HISTORICAL Band 0264
Warum war Lord Lindsay sonst so beharrlich? Die Hartnäckigkeit mochte allerdings auch ein Erbteil des väterlichen englischen Blutes sein! Ian war fest entschlossen, Miss Duncan zumindest seinen Schutz gegen die unwillkommenen Fremden aufzunötigen, auch wenn er ihr als alter Mann sonst nicht viel zu bieten hatte.
„Danke, Ian“, antwortete Miss Duncan liebenswürdig und schenkte ihm ein strahlendes Lächeln. Für den Earl hatte sie nur ein hochmütiges Nicken.
Ehe er auch nur ein Wort sagen konnte, waren die beiden bereits auf dem Weg aus dem Dorf.
„Auf bald!“, rief Charlie Ferguson ihnen lachend nach. „Wenn wir uns nicht vorher sehen, hoffe ich, dass der Weihnachtsengel zu euch kommt!“
„Das wünsche ich dir auch!“, sagte Ian fröhlich, schaute über die Schulter zurück und zwinkerte dem Vetter verschmitzt zu.
„Wie schön, dass die Einheimischen sich so über die Festtage freuen“, murmelte Lord Lindsay, die Anwesenheit des Freundes vergessend. Blair Duncan hatte ihn nun doch stehen gelassen!
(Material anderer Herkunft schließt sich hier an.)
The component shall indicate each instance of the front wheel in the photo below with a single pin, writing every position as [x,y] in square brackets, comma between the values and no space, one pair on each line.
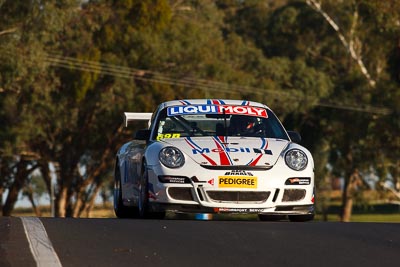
[143,206]
[120,210]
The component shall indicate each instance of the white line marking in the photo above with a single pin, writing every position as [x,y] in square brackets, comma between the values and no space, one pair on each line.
[39,242]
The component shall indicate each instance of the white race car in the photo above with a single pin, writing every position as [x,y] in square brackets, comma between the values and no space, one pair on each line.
[213,156]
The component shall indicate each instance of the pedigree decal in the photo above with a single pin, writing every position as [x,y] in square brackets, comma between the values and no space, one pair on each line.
[217,109]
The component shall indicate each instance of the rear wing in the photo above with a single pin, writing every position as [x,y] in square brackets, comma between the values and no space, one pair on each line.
[136,116]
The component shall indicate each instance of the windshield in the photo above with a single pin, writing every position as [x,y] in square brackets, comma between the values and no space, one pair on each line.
[176,122]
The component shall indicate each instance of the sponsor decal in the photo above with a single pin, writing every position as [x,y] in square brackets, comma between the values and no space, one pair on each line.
[173,179]
[230,150]
[237,181]
[238,210]
[298,181]
[217,109]
[239,172]
[169,135]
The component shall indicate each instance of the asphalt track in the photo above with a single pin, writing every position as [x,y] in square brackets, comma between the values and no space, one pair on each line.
[28,241]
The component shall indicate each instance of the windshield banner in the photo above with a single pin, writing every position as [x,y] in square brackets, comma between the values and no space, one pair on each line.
[217,109]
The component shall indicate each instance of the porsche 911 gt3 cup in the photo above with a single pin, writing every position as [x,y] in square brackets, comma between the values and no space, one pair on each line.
[213,156]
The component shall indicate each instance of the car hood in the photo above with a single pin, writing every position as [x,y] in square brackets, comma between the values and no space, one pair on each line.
[230,151]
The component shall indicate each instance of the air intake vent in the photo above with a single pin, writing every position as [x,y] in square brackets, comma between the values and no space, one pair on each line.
[290,195]
[238,196]
[180,193]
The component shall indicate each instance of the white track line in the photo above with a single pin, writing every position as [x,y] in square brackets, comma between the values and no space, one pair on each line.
[40,244]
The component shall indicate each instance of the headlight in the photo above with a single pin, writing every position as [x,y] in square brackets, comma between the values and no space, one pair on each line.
[296,159]
[171,157]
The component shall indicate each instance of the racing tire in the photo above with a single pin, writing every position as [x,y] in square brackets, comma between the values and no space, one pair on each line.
[143,206]
[271,218]
[301,218]
[120,210]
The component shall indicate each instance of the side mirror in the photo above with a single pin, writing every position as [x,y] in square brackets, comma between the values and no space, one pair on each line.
[294,136]
[143,134]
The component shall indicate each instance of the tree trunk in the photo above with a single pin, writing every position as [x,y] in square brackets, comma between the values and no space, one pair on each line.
[1,201]
[17,185]
[61,201]
[35,208]
[348,194]
[349,45]
[90,204]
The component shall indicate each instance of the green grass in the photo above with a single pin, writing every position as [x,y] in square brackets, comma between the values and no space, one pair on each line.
[368,217]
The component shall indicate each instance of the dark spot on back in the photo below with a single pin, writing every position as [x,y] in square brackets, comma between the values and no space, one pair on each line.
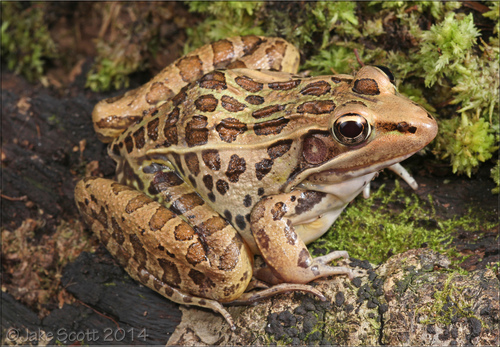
[231,104]
[230,128]
[248,84]
[153,129]
[196,131]
[263,167]
[206,103]
[316,88]
[235,168]
[271,127]
[267,111]
[191,68]
[279,148]
[255,99]
[228,216]
[247,201]
[287,85]
[211,159]
[213,80]
[366,86]
[222,187]
[192,163]
[209,182]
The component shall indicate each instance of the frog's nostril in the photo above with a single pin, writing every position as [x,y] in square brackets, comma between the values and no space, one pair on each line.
[404,127]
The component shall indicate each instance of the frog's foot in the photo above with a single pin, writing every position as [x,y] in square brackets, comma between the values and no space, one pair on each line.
[284,251]
[399,170]
[251,297]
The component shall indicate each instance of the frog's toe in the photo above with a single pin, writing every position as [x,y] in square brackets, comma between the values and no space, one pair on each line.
[325,259]
[251,297]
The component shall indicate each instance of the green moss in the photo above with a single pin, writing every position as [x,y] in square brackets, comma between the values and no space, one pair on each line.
[223,19]
[471,143]
[495,175]
[449,304]
[391,223]
[26,41]
[138,29]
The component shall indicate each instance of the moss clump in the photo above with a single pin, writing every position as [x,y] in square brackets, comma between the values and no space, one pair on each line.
[470,142]
[26,41]
[387,224]
[127,44]
[450,303]
[223,20]
[495,175]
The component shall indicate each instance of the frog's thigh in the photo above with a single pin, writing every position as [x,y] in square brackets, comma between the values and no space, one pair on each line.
[160,249]
[283,250]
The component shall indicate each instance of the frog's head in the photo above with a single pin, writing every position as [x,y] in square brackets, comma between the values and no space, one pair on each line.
[372,128]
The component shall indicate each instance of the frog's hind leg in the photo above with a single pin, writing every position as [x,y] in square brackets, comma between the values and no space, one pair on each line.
[256,295]
[201,265]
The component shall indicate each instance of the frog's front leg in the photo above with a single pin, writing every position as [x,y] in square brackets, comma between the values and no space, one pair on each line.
[277,223]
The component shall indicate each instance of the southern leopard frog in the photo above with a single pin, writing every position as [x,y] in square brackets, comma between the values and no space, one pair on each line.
[227,156]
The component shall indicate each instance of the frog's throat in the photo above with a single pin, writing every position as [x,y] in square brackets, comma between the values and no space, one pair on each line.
[335,176]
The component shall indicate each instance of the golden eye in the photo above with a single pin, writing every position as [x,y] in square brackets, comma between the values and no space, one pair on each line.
[387,72]
[351,129]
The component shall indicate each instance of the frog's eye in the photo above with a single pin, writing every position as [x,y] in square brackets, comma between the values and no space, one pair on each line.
[387,72]
[351,129]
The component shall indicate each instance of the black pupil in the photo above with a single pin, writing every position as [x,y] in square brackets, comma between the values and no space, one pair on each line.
[351,129]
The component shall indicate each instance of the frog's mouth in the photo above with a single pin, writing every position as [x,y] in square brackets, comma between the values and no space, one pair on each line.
[321,177]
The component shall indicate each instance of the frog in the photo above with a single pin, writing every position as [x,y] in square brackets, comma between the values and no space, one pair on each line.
[229,163]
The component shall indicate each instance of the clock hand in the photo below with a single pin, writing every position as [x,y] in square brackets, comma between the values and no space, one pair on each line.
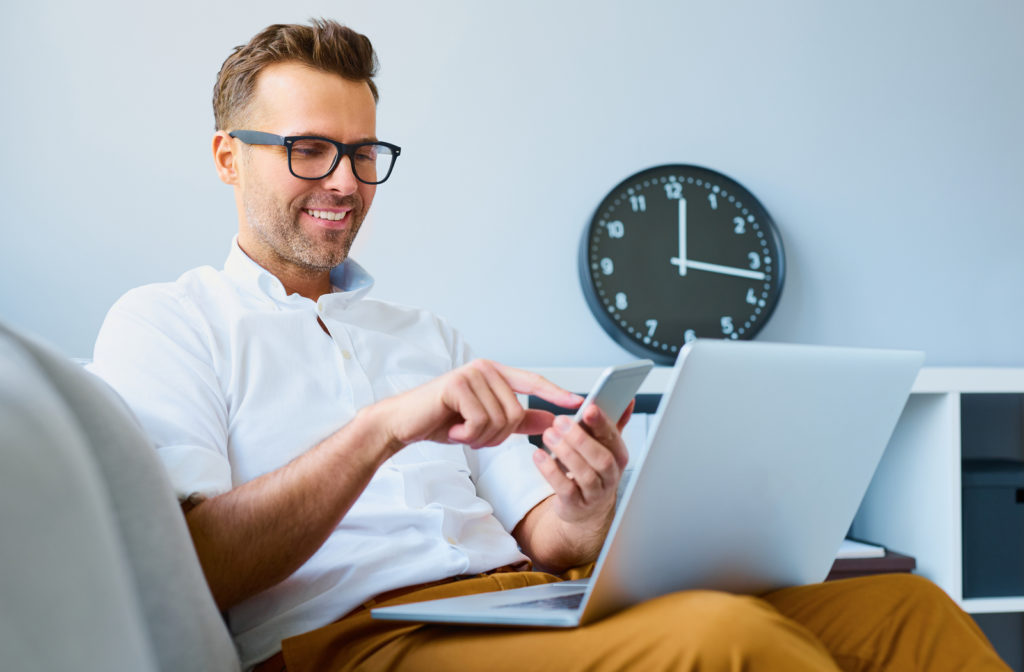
[681,259]
[726,270]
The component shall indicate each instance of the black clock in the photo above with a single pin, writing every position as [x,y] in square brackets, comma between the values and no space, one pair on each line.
[679,252]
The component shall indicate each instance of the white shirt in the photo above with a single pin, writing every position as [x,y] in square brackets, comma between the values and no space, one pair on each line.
[233,378]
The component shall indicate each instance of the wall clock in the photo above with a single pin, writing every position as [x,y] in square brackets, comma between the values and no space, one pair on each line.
[678,252]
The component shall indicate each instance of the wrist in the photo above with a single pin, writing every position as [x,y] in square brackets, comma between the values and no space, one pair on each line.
[371,423]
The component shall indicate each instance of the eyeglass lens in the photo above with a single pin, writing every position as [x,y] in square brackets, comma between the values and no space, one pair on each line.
[312,159]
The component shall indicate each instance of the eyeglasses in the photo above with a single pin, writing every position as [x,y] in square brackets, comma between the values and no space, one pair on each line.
[311,157]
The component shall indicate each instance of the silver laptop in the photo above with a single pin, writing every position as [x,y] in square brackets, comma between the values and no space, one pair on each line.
[757,461]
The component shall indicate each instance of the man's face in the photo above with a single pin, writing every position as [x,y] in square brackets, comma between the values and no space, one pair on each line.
[289,224]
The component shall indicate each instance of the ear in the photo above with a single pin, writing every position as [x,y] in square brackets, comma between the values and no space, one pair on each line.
[224,158]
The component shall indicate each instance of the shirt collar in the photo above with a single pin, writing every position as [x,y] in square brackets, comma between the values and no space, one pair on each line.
[350,281]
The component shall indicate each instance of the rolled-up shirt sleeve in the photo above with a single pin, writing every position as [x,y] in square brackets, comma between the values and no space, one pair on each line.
[505,475]
[153,350]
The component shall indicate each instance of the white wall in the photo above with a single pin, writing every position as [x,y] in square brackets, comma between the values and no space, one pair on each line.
[885,138]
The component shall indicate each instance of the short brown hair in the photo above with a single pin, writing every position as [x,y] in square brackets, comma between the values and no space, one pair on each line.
[326,45]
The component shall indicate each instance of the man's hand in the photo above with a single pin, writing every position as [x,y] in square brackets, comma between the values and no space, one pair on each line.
[475,405]
[567,529]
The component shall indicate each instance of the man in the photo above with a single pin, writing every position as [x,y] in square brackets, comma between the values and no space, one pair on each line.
[334,452]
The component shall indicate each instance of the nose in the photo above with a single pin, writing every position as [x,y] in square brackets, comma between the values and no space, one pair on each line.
[342,179]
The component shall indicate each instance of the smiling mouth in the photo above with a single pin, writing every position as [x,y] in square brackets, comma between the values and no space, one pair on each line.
[328,215]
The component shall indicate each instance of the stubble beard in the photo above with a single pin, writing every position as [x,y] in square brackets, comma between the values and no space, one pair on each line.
[280,231]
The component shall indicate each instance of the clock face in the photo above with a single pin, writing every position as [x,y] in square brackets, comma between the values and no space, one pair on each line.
[679,252]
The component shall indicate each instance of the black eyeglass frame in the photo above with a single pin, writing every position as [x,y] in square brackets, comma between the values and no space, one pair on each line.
[259,137]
„Sei nicht albern!“, brummte Lord Haverbrook. „Du weißt recht gut, was sie gemeint haben. Die Schotten begehen Weihnachten nicht so wie wir.“
„Das trifft auf die Bewohner der Lowlands zu, Harry. Dort spielt Silvester die größere Rolle. Aber die Hochländer haben Weihnachten immer gefeiert.“
„Sei es, wie es sei, die Kerle haben jedenfalls nicht über das Christfest gesprochen. Dir ist doch klar, dass es eine nur dürftig verschleierte Anspielung auf die Diebereien war, die zu dieser Zeit hier in der Gegend vorkommen und vornehmlich gegen uns Engländer gerichtet sind! Es ist kein Geheimnis, dass die Leute in den Dörfern der Umgebung den Halunken nur deshalb den Engel der Weihnacht nennen, weil er wie ein Geist erscheint und verschwindet, ohne dass man ihn je zu Gesicht bekommen hätte. Welche Frechheit, in unserer Gegenwart von ihm zu reden!“
„Du meinst diese Art neuer Robin Hood, der uns in den letzten Jahren heimgesucht hat? Er bestiehlt die Reichen und beschenkt die Armen.“
„Und ob ich ihn meine!“, bestätigte der Earl of Haverbrook empört. „Einige von uns haben durch ihn solche Verluste zu beklagen, dass mancher Engländer lieber die Festtage hier oben verbringt, statt nach London zurückzukehren.“
„Das wird aber sehr langweilig für dich werden!“, sagte Lord Lindsay und schaute, nachdem Miss Duncan mit ihrem Beschützer verschwunden war, seinen Freund an.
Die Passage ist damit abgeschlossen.